While my Mama Bear-self wants to load my kids up into an RV and raise them in the woods somewhere – where they’ll never accidentally come across porn, be contacted by a groomer or be exposed to social media bullying – at some point my kids would grow up, leave the woods and quite possibly try to ingest all that I had kept them from in one long bender.

(Not to mention, I seriously like my friends, I can’t seem to break up with Target and I wouldn’t do well with shooing bugs out of my bed before going to sleep.)

If “nothing” isn’t the answer, then “all” isn’t either. There are incredible things that kids can do with access to the internet.

At my children’s school they make powerful presentations, with pictures that they source themselves online. They use Google Earth to look at the topography in different countries and they visit museums without ever leaving the classroom. That is the internet at its best – a tool to enrich our children’s knowledge and to boost the level and impact of well-planned lessons.

But the internet is not without its downsides. And the downsides can be extremely steep.

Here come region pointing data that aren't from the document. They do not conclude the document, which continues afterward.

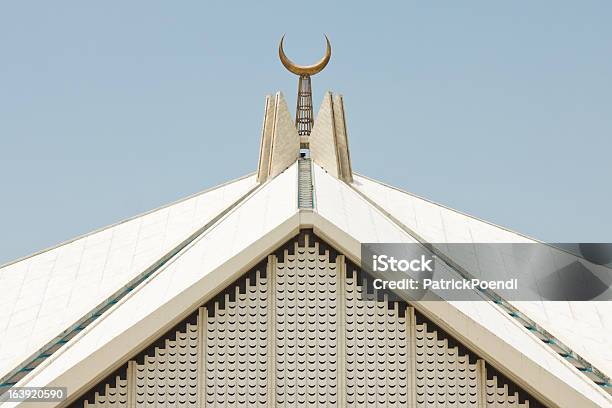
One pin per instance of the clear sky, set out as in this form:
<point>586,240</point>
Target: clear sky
<point>108,109</point>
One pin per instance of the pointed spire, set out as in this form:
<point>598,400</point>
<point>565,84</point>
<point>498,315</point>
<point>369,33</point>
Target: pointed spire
<point>280,144</point>
<point>329,139</point>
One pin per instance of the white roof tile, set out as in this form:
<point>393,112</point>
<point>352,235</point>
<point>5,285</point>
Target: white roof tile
<point>585,327</point>
<point>52,290</point>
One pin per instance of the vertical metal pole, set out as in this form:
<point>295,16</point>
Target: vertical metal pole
<point>303,112</point>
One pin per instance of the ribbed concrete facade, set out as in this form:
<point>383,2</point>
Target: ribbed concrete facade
<point>305,329</point>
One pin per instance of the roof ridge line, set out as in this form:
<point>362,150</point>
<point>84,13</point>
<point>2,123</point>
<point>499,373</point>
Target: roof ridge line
<point>507,308</point>
<point>95,231</point>
<point>90,317</point>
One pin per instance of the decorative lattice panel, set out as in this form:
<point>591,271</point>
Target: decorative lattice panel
<point>304,328</point>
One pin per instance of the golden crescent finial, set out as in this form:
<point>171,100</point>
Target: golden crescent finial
<point>303,70</point>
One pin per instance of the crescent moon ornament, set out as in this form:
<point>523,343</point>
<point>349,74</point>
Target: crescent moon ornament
<point>304,70</point>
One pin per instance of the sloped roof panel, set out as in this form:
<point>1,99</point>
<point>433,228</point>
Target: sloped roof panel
<point>179,285</point>
<point>52,290</point>
<point>585,327</point>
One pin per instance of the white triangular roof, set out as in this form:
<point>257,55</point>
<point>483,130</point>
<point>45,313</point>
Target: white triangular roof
<point>140,277</point>
<point>52,290</point>
<point>585,327</point>
<point>249,231</point>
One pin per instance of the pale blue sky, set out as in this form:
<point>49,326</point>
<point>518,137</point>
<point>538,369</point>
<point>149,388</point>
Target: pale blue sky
<point>502,110</point>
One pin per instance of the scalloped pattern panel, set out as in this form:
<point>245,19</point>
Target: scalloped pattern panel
<point>376,349</point>
<point>305,328</point>
<point>236,348</point>
<point>169,377</point>
<point>113,396</point>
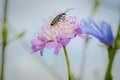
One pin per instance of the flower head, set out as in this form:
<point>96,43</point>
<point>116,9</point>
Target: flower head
<point>103,31</point>
<point>57,35</point>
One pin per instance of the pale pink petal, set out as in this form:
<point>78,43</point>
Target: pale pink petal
<point>57,48</point>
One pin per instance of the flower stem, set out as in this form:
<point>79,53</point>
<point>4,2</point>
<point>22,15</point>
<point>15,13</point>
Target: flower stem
<point>111,54</point>
<point>3,62</point>
<point>108,75</point>
<point>4,40</point>
<point>68,64</point>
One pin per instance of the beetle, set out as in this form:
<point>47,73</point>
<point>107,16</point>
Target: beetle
<point>59,16</point>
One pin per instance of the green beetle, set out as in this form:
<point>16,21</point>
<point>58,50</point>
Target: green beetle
<point>59,16</point>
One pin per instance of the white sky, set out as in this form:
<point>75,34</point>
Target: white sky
<point>29,15</point>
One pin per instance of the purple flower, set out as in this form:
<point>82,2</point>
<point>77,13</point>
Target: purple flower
<point>57,35</point>
<point>102,32</point>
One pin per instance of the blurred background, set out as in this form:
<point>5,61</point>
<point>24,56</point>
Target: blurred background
<point>88,59</point>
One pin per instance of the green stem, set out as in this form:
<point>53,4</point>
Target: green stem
<point>4,42</point>
<point>68,64</point>
<point>111,54</point>
<point>5,10</point>
<point>3,62</point>
<point>83,60</point>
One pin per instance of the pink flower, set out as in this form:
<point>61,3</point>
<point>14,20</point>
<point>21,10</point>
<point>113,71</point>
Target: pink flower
<point>57,35</point>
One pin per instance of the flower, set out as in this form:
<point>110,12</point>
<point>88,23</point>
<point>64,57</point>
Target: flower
<point>103,31</point>
<point>57,35</point>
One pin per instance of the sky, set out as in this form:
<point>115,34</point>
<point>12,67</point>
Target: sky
<point>29,15</point>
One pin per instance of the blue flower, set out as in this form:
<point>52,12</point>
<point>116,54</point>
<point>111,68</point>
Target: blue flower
<point>102,31</point>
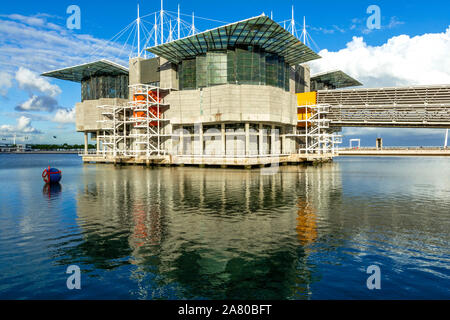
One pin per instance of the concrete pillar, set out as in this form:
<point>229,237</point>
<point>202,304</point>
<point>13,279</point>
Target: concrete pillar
<point>247,139</point>
<point>261,139</point>
<point>181,146</point>
<point>200,138</point>
<point>273,140</point>
<point>85,143</point>
<point>224,141</point>
<point>98,142</point>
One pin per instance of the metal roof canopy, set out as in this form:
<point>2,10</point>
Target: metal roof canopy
<point>80,72</point>
<point>336,78</point>
<point>258,31</point>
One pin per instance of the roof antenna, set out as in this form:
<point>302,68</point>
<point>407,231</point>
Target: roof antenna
<point>304,30</point>
<point>162,23</point>
<point>138,20</point>
<point>178,21</point>
<point>293,22</point>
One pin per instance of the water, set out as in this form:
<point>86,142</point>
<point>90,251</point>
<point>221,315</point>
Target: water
<point>176,233</point>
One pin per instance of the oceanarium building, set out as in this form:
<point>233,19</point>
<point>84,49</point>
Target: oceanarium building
<point>235,95</point>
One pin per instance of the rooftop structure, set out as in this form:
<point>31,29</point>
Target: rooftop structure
<point>336,79</point>
<point>84,71</point>
<point>240,94</point>
<point>259,32</point>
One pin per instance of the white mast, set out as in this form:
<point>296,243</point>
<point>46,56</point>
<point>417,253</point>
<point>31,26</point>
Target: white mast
<point>446,139</point>
<point>162,23</point>
<point>178,21</point>
<point>156,31</point>
<point>304,30</point>
<point>293,22</point>
<point>138,20</point>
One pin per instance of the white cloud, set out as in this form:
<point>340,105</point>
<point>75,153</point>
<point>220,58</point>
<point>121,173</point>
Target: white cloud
<point>39,45</point>
<point>401,61</point>
<point>5,83</point>
<point>65,116</point>
<point>31,81</point>
<point>38,103</point>
<point>23,126</point>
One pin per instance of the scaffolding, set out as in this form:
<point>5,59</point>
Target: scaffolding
<point>313,130</point>
<point>139,128</point>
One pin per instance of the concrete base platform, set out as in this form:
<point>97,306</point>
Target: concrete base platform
<point>248,162</point>
<point>397,152</point>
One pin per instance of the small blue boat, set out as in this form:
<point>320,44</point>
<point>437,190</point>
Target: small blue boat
<point>51,175</point>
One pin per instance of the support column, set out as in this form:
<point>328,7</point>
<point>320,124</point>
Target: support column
<point>261,139</point>
<point>200,138</point>
<point>181,147</point>
<point>273,140</point>
<point>98,142</point>
<point>247,139</point>
<point>224,141</point>
<point>85,142</point>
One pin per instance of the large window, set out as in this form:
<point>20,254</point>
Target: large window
<point>104,87</point>
<point>243,65</point>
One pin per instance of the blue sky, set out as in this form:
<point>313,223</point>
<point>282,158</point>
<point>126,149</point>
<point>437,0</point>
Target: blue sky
<point>33,35</point>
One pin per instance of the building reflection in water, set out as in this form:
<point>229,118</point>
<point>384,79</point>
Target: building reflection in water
<point>52,190</point>
<point>204,233</point>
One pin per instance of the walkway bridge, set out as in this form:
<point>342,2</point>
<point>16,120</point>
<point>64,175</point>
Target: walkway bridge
<point>417,107</point>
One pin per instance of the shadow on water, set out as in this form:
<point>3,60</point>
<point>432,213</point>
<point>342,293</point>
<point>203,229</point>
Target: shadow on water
<point>52,190</point>
<point>215,234</point>
<point>303,233</point>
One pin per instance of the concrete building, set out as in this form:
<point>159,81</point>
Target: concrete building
<point>227,96</point>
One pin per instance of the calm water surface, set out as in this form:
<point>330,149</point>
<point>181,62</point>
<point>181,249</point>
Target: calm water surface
<point>174,233</point>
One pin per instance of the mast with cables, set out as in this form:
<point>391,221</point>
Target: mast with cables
<point>138,20</point>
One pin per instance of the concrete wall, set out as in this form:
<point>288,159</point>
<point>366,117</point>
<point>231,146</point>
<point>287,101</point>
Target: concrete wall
<point>168,75</point>
<point>232,103</point>
<point>87,114</point>
<point>144,71</point>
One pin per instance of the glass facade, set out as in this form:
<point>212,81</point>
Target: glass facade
<point>104,87</point>
<point>237,66</point>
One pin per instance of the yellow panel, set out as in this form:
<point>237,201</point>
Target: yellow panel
<point>307,98</point>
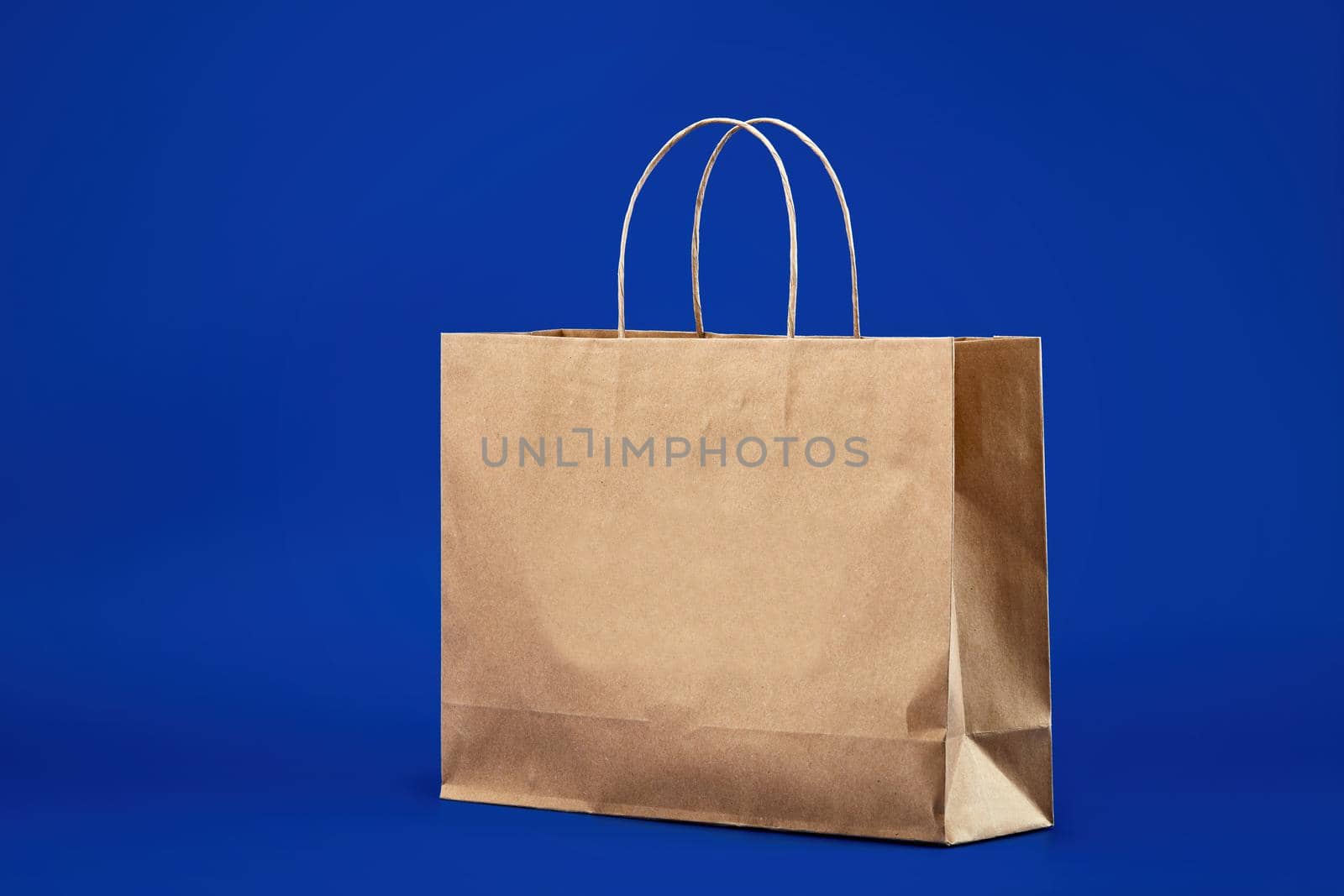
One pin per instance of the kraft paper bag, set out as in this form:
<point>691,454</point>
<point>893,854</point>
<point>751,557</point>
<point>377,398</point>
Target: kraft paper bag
<point>779,582</point>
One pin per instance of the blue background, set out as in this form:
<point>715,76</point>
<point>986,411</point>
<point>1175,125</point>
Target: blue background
<point>228,238</point>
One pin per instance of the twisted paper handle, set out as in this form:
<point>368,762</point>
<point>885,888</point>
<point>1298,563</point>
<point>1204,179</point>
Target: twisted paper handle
<point>788,204</point>
<point>699,203</point>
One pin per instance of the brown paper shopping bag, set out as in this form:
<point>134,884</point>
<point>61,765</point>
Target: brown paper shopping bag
<point>779,582</point>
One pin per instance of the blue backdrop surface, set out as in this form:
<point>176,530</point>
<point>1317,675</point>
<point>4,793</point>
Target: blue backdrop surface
<point>230,235</point>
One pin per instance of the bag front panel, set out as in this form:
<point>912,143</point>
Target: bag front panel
<point>699,578</point>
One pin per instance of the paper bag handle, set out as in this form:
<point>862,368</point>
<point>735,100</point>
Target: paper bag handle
<point>699,203</point>
<point>788,204</point>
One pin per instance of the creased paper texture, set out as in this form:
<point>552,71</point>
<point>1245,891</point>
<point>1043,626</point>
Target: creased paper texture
<point>786,584</point>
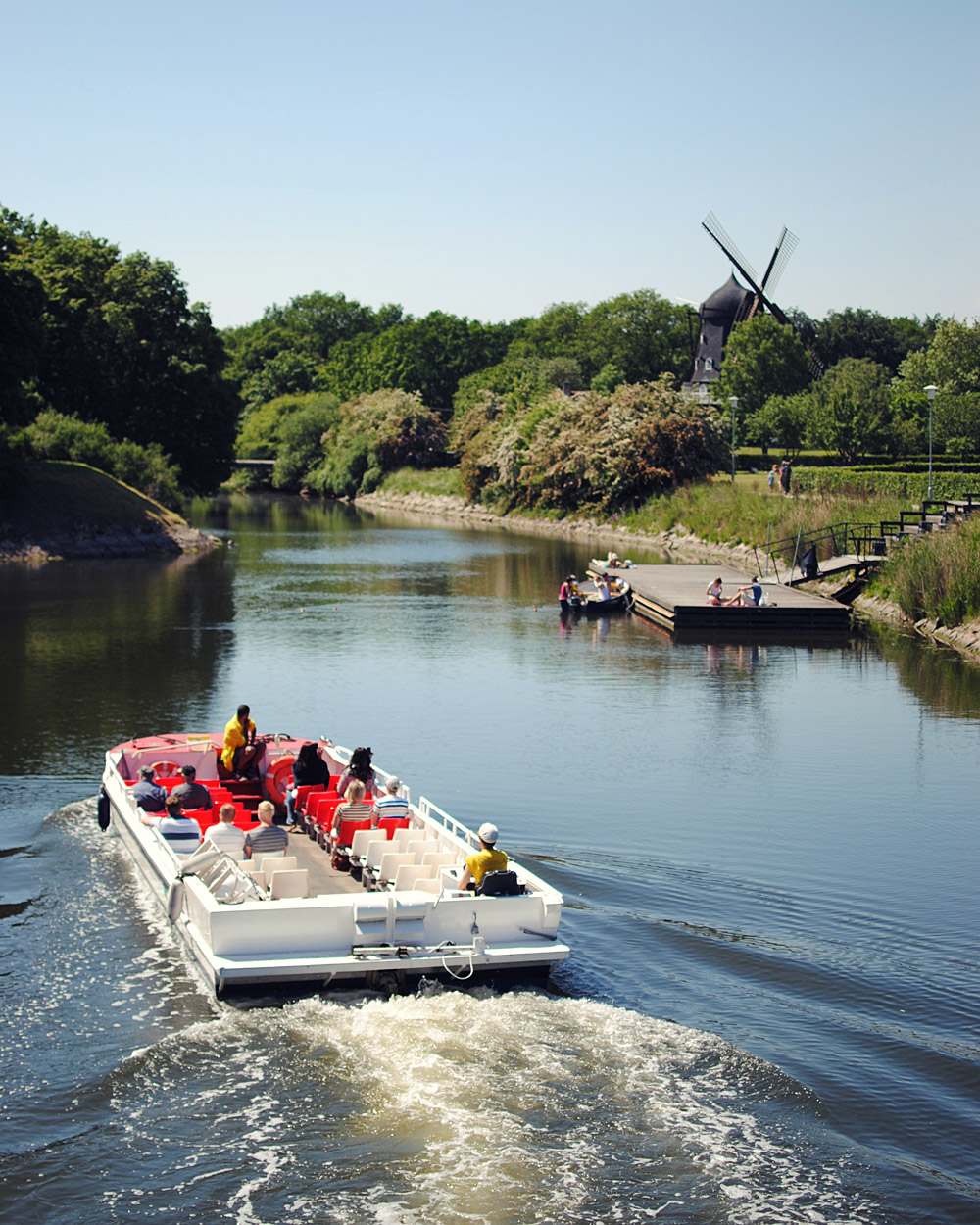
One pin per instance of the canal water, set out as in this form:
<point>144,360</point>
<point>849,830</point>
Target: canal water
<point>768,856</point>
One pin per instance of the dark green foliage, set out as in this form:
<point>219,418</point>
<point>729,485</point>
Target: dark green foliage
<point>373,435</point>
<point>427,356</point>
<point>118,342</point>
<point>865,333</point>
<point>146,468</point>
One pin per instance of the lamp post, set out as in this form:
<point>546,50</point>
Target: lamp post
<point>734,402</point>
<point>931,392</point>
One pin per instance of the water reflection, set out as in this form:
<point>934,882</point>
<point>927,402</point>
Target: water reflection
<point>939,676</point>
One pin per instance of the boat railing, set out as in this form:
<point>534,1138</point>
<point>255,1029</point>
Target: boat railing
<point>430,811</point>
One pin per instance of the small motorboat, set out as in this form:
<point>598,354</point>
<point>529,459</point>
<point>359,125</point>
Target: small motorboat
<point>589,602</point>
<point>300,915</point>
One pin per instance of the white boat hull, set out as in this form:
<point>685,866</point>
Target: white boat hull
<point>347,937</point>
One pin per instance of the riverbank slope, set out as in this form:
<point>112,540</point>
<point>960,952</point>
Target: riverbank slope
<point>57,510</point>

I have been a very close witness to a child entering into a “friendship” with a 14-year-old boy, who turned out to be an adult male.

I know of a 6-year-old who accidentally connected to porn through Siri.

And now goes to regular counseling because he just couldn’t stop himself from visiting sites once he was first exposed – and it took his parents a long time to realize what was going on. We can probably all think of a magazine we saw when we were young, a picture maybe we weren’t supposed to look at – but the difference is that those pictures didn’t move. They were static. They didn’t expose us to so much more than we were developmentally able to handle.

So, without panicking and moving back into “nothing” mode, how does a parent responsibly raise a child in the age of the internet? This is by no means an exhaustive list, but it’s a very good starting point:

  1. When kids are young, use screens as tools, not toys. If they don’t build their imagination muscles, they’ll be the kids with their faces buried in their screens from the bus stop to the bed. You want them to be able to step away sometimes for their own mental health.
  2. Research and incorporate filtering software into both your child’s devices and your home network. Ask your child’s school administrator or technology staff member how the school is keeping children safe online.
  3. Create a technology contract. Talk as a family to decide together what good rules look like. If your child has a hand in setting the rules, he is more likely to adhere to them.
  4. Use an app on your device that lets you see what your child is viewing on her device, including the texts that she is sending. An issue of safety trumps privacy.
  5. Be honest with your child. Explain to him why you are handling things the way you are and walk him through the consequences of bullying online, sending pictures, viewing too much social media, sharing personal information with strangers and more.
  6. Keep screens out of the bedroom. All screens. This means teenager’s phones at nighttime, too. Have a dedicated study space in the living room or other visible area if the internet is to be used.
  7. Set limits. You get to decide what’s best for your child, not your child. Does that mean screen time only on the weekends? Does that mean every day, but only for a set amount of time? Does that mean only until 8 p.m.? Confidently set your limits and follow through on them.
  8. Take an interest in what your child enjoys, so that it doesn’t seem like it is you against all technology.
  9. Keep the lines of communication open. Don’t get angry if your child messes up online. Express your disappointment, but talk through how to handle things together. If you want them to come to you should they ever mess up big-time online, show them that you can be trusted to guide and teach, not only punish.

It’s up to us to teach our children to be safe and responsible online.

It’s a daunting task when they are so much innately better at technology than we are, and when they can crowd-source work arounds in the time it takes us to blink, but it’s an important task to keep tackling.

At the end of the day, the best thing we can do is keep talking to them about our thoughts and hopes for them around the internet and technology.

If we can keep the lines of communication open, we’ve won half of the battle.